Алеша кивает, успокоенный тихим бабушкиным голосом, толстыми красивыми линиями, которые получаются, если наклонить карандаш немного вбок и прижать пальцем грифель к бумаге. Бабушка Оля смотрит на него, пожевывает губами, горько вздыхает:

– Горе ты мое. Луковое. Чай, Алеша, будешь пить? Я сгущенку купила, вареную. Как ты любишь. Чай, говорю, давай попьем?..

Алеша радостно улыбается: чай он любит – крепкий, сладкий, с лимоном и вареной сгущенкой на куске белой булки. Бабушка Оля тяжело поднимается, опираясь на колени руками, хватается за поясницу. Накидывает на место угол белой полотняной скатерти, гладит Алешу по покатому затылку, ерошит жесткие волосы:

– Иди пока, иди, посмотри телевизор свой, а я на стол соберу да ужин поставлю – скоро уж и мать твоя с работы придет, надо кормить.

* * *

Алеша не зажигает свет в комнате. Ему нравится смотреть в уютную темноту большого заснеженного двора, незаметно переходящего в кусок улицы. Двор чистый, белый. Толстый снег блестит под фонарями ослепительно ярко, как квадратные куски рафинада, который бабушка выкладывает из коробки в хрустальную вазочку и ставит в середину стола.

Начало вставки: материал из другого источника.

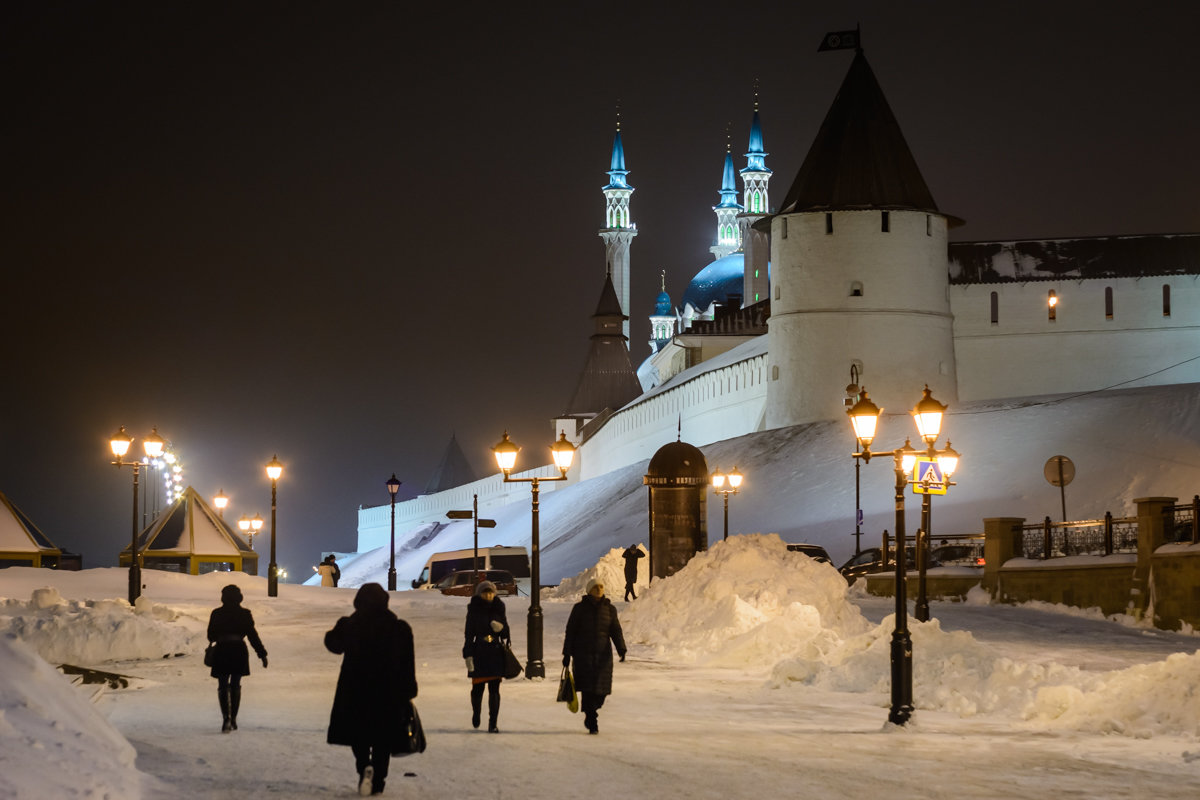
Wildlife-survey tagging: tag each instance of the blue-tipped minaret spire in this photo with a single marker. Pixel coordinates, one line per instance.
(618, 230)
(729, 234)
(755, 244)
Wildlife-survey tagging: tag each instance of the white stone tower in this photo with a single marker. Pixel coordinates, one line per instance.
(729, 233)
(859, 270)
(619, 229)
(756, 202)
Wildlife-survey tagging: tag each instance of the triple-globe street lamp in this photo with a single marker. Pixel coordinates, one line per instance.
(563, 452)
(153, 446)
(928, 414)
(274, 469)
(726, 483)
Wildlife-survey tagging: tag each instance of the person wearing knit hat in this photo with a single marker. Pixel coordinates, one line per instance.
(592, 631)
(229, 626)
(484, 639)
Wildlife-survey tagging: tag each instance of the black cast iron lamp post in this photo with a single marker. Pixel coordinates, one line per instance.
(726, 485)
(274, 469)
(393, 487)
(563, 452)
(153, 446)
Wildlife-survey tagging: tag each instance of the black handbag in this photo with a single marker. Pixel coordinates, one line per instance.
(513, 667)
(413, 735)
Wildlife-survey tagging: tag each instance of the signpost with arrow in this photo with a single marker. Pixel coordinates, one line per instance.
(479, 523)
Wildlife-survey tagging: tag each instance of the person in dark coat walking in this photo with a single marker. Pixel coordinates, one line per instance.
(229, 626)
(591, 627)
(376, 686)
(484, 639)
(631, 554)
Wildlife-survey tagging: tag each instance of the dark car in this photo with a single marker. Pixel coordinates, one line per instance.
(814, 552)
(462, 583)
(957, 555)
(871, 560)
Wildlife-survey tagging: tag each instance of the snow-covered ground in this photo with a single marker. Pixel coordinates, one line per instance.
(753, 673)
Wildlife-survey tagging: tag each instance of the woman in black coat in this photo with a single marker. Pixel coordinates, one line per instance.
(591, 627)
(484, 639)
(229, 626)
(378, 680)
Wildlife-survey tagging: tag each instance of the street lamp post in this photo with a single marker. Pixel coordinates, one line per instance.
(726, 485)
(153, 446)
(250, 527)
(505, 457)
(928, 414)
(393, 487)
(274, 469)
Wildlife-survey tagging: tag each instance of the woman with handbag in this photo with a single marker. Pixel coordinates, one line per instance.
(485, 639)
(229, 626)
(591, 627)
(376, 686)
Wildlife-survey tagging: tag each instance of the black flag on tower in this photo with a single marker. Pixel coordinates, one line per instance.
(843, 40)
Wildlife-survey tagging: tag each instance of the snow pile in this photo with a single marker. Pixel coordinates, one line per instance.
(90, 632)
(52, 740)
(610, 570)
(745, 602)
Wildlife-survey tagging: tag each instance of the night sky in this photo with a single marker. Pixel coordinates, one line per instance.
(343, 232)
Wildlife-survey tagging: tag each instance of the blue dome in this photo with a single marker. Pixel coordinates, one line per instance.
(717, 282)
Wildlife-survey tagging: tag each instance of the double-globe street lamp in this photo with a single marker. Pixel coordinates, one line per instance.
(563, 452)
(274, 469)
(393, 487)
(153, 446)
(250, 527)
(928, 414)
(726, 483)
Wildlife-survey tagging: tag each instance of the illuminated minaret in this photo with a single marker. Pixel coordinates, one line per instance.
(729, 235)
(755, 244)
(618, 232)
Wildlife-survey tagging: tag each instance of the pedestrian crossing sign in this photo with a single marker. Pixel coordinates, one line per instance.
(928, 477)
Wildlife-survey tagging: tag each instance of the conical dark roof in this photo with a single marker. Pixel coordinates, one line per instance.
(453, 470)
(609, 379)
(859, 158)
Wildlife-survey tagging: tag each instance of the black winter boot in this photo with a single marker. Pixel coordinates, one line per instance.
(223, 699)
(234, 702)
(493, 711)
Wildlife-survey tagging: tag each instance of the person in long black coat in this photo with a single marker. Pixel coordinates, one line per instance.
(229, 626)
(592, 631)
(376, 686)
(484, 638)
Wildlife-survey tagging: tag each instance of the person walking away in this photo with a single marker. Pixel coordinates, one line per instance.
(229, 626)
(375, 687)
(631, 554)
(325, 570)
(592, 631)
(484, 639)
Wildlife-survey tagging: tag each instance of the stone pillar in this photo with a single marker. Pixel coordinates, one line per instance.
(1152, 521)
(1002, 541)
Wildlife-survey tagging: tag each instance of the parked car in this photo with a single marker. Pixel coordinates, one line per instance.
(814, 552)
(462, 583)
(957, 555)
(871, 560)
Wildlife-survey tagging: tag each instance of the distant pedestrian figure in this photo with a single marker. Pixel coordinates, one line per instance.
(484, 639)
(328, 572)
(631, 554)
(375, 687)
(229, 626)
(591, 627)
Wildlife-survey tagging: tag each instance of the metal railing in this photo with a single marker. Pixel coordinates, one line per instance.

Мама так не делает – не пересыпает чай в яркую жестяную банку, не выкладывает рафинад из коробки в вазочку, ставит все на стол так. И сыр, и колбасу нарезанную кладет прямо в упаковке, только открывает. Бабушка на маму все время за это ругается: что ты, говорит, Светка, как неродная прямо.

За оградой двора полоса улицы. На ней остановка, два ларька – один на «нашей» стороне, второй на «той». За ларьком начинается забор школы, школьный двор и сама школа. Алеша любит смотреть на мелкие фигуры школьников, особенно на маленьких – как утром они нехотя, широко загребая ногами снег, когда еще темно, бредут за родителями вдоль забора, медленно-медленно открывая школьную дверь и проваливаясь внутрь. Вчера одного мальчика папа подталкивал в спину – шел за ним сзади и через каждые два шага легонько пальцами толкал его, а перед дверью вообще взял за капюшон, открыл дверь школы, поставил туда мальчика и закрыл дверь. Алеша подумал, что знает этого мальчика – это Вова, который живет в доме за спортивным центром с бассейном. У того Вовы такая же упрямая спина, черная шапочка с двумя длинными ушами, синяя куртка и зеленый рюкзак. И руки он так же прячет в рукава, и плечи поднимает. Папа у того Вовы художник, бабушка Оля говорила, что он работает на кинофильмы. С тех пор Алеша, когда смотрит кино, всегда улыбается и думает, что это кино нарисовал Вовин папа. Хорошо, наверное, когда папа рисует кинофильмы. Если бы у Алеши был папа, они бы целыми днями рисовали кинофильмы вместе – про Волка, про Золушку, про Мушкетеров, про Адмирала и Красивую Лизу. Про кого хочешь.